Saturday, November 26, 2011

"My Week With Marilyn"


In this most gentle late November last evening we strolled into Fort Green and BAM to see "My Week With Marilyn" about the tense filming of a 1956 "light comedy" in London. Based on a true story, the film dramatizes the relationship between the newly wed to Arthur Miller Marilyn Monroe and a young third assistant director working on his fist movie set.

I have been a casual fan of Monroe's since I first saw her in "Some Like It Hot" on TV when I was maybe 10 years old. Michelle Williams does an earnest job of portraying our cultural icon, Kenneth Branagh is brilliant as the aging Sir Laurence Olivier and Eddie Redmayne plays Colin Clark, the wide-eyed and innocent star struck man/boy at the heart of this story.

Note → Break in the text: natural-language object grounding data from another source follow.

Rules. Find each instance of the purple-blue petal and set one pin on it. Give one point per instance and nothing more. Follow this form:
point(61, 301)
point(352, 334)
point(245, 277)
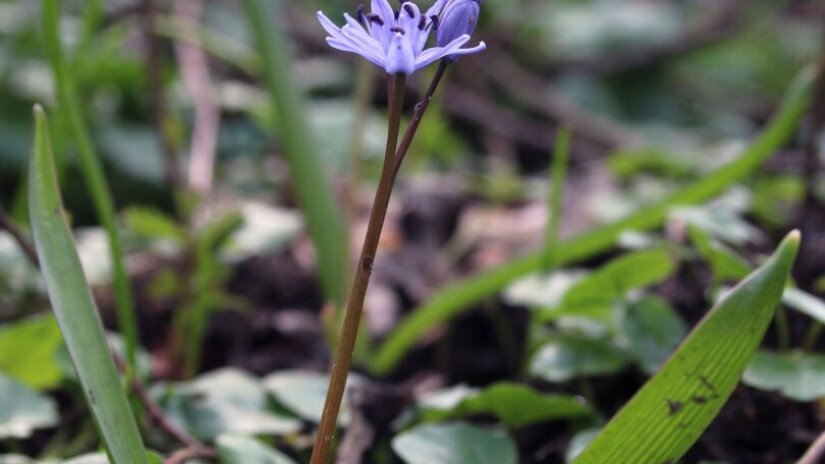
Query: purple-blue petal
point(400, 56)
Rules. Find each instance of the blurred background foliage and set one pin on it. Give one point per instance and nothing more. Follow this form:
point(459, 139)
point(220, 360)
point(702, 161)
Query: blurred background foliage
point(657, 93)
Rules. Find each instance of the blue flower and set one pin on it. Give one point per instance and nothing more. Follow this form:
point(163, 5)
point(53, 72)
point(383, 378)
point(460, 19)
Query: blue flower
point(458, 18)
point(395, 41)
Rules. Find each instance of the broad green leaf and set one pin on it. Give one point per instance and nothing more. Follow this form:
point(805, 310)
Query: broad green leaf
point(22, 410)
point(543, 290)
point(460, 296)
point(225, 401)
point(91, 458)
point(27, 351)
point(237, 449)
point(579, 442)
point(613, 280)
point(724, 263)
point(304, 393)
point(674, 407)
point(75, 309)
point(796, 375)
point(805, 303)
point(515, 405)
point(570, 356)
point(100, 195)
point(456, 443)
point(650, 329)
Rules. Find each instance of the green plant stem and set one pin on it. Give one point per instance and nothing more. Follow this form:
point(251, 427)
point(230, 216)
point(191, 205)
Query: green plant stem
point(452, 300)
point(352, 317)
point(418, 114)
point(8, 224)
point(94, 176)
point(558, 174)
point(812, 336)
point(75, 309)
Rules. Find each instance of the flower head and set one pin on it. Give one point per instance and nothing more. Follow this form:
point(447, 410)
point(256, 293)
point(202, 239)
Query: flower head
point(395, 40)
point(458, 18)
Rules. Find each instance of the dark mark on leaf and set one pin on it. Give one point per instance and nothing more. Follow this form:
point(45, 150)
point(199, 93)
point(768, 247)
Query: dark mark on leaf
point(674, 406)
point(709, 386)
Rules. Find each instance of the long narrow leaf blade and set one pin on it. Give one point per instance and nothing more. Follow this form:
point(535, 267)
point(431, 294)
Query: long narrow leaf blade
point(75, 309)
point(452, 300)
point(673, 408)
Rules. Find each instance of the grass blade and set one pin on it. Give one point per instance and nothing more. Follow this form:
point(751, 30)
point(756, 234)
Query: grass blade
point(674, 407)
point(74, 308)
point(454, 299)
point(92, 170)
point(325, 222)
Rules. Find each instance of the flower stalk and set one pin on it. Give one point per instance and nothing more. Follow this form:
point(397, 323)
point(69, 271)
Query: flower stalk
point(352, 318)
point(396, 42)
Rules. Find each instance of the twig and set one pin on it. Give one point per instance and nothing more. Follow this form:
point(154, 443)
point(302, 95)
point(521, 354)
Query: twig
point(420, 109)
point(18, 235)
point(154, 66)
point(536, 93)
point(196, 77)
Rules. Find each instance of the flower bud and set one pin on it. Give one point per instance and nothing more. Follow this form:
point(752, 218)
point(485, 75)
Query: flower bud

Beautifully shot on location, meticulous in every period detail, the film is an intimate behind-the-scenes look at a snapshot in time. While a valiant attempt to depict the mufti-faceted and layered personality of a Hollywood legend, this film seems to only reinforce the stereotypical notions that Marilyn was some sort of idiot-savant with no intellect what-so-ever. Michelle Williams' performance is complex and nuanced and readily worthy of high praise, but director Simon Curtis chooses to view his heroine through the soft focus lens of nostalgia. He gives us a Marilyn at once crushed by fame and disabled by insecurity addicted to both love and Tuinal with very little in between. There's not a moment in the film where she's not hiding behind dark glasses, preening for the camera, flirting with disaster by taking too many pills, or playing up to our adult male fantasy of Marilyn Monroe.

"Shall I be her?" Williams coos at one point in the third act. The "her" I wanted to see was the real Monroe, and there was nothing of reality in this love letter to a preconceived notion of the star.

Julia Ormond as Vivien Leigh, Zoƫ Wanamaker as Paula Strasberg, Emma Watson as Lucy, Judi Dench as Dame Sybil Thorndike and Derek Jacobi as Sir Owen Morshead (a cameo really,but always a joy) round out this all-star cast.

A must see for everyone who is up on everything Marilyn. Also recommended: fragments (2010) Poems, Intimate Notes and Letters By Marilyn Monroe.